Over the past century, they have used Ireland as an instrument for advancing their own domestic agenda, "playing the Orange card" whenever it suits them. Both sections of the Northern Irish community have been cheated and exploited, and trapped in a fratricidal civil war. And they have done awful things to each other. My father was 18 months in jail for fighting the Staters in the Civil War, and he was broken hearted by what was happening in the North during his last years before he died. He used to say they brought shame on the IRA.
It's a pretty shoddy peace deal in many ways; most peace deals are like that. But if it provides a space within which the two parts of the Northern Irish community can learn to recognise that they have far more in common with each other than with England, it can mean an end to the longest war on the planet.
God knows where it goes from here. Maybe when the Scots have broken away from England there'll be a confederation of Scotland and two Irish States within the European Union? Maybe King Charles will turn Catholic, and Ian Paisley will have to become a Republican...
On a more domestic Mudcat note - "You know, George, I'm really getting tired of you and your anti-Irish patriotism." That's hardly fair, Mbo. The man thinks that, while Cromwell did terrible things in Ireland he did some good in England. I don't agree with him, but it's not "anti-Irish". I know people who have been active in opposing the British involvement in Ireland would share that view. Tony Benn for example.
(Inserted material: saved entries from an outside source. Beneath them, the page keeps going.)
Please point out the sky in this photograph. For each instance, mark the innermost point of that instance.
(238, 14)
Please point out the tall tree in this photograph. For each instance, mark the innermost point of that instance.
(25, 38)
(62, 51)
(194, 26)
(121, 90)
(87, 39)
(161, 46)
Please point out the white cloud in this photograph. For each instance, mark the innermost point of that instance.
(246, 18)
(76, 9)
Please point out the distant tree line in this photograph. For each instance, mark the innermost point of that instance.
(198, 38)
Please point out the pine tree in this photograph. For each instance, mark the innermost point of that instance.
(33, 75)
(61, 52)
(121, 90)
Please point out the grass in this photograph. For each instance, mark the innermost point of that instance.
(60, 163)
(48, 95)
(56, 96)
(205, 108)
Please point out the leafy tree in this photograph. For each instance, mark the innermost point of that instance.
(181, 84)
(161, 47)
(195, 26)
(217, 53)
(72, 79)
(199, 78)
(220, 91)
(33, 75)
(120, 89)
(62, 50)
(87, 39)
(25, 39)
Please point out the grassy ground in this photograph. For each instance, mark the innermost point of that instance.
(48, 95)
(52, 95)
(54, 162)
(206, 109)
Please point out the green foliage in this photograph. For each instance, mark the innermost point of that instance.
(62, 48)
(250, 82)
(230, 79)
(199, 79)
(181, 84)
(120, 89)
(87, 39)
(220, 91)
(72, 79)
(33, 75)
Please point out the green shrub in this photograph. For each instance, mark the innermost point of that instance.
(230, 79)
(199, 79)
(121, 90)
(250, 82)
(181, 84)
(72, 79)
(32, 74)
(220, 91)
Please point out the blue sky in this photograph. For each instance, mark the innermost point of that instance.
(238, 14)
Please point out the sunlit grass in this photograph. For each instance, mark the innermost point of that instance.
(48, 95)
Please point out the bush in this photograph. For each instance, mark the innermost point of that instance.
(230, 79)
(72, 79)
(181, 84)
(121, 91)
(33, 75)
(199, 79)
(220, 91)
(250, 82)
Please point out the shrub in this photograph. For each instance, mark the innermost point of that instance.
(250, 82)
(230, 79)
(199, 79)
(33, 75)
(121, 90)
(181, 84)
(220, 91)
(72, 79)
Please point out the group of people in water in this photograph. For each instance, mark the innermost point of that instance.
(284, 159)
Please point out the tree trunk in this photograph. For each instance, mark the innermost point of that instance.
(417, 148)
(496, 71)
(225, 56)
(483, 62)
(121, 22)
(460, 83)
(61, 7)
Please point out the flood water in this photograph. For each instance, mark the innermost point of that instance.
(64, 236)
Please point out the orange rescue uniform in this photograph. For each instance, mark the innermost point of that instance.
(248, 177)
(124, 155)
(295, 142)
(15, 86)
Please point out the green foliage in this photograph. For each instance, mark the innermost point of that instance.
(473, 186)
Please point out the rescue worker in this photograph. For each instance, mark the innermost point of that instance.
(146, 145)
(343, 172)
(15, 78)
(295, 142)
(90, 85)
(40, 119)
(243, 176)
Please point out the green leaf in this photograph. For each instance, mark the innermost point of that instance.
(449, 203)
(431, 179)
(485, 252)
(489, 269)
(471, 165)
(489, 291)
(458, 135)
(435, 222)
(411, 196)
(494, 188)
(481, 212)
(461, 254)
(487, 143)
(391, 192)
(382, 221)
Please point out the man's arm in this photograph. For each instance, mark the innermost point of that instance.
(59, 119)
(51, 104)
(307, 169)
And as for "I don't hear anyone complaining about American & British nationalism!", well I'll be happy enough to do so anytime it gets out of hand and takes itself seriously.
Here's a song I wrote for the peace process a couple of years ago:
WHITE SNOW OF THE SPRINGTIME
Well it came like some angel before you could know. Now the blossom is fallen, it's gone like the snow. The blossom is fallen, now the white tree is green - When the summer is over then the fruit will be seen. White snow of the springtime, new hope once again, Strength to us all, till we meet here as friends, With hearts joined together, for all that is done - Peace ever after, from here and now on, Peace ever after, from here and now on.
Now it's time to remember the lessons we learn As we walk down this road, on which there's no return. Skies that are cloudy, the grass that is green, We carry them with us, those sights we have seen. White snow of the springtime, new hope once again, Strength to us all, till we meet here as friends, With hands joined together, for all that is done - Peace ever after, from here and now on, Peace ever after, from here and now on.
No greater love could a man ever show Than to lay down his dreams for his friends and his foes. Now and for ever, to stretch out those hands, Peace to the people of these troubled lands White snow of the springtime, new hope once again, Strength to us all, till we meet here as friends, With hands joined together, for all that is gone - Peace ever after, from here and now on. Peace ever after, from here and now on.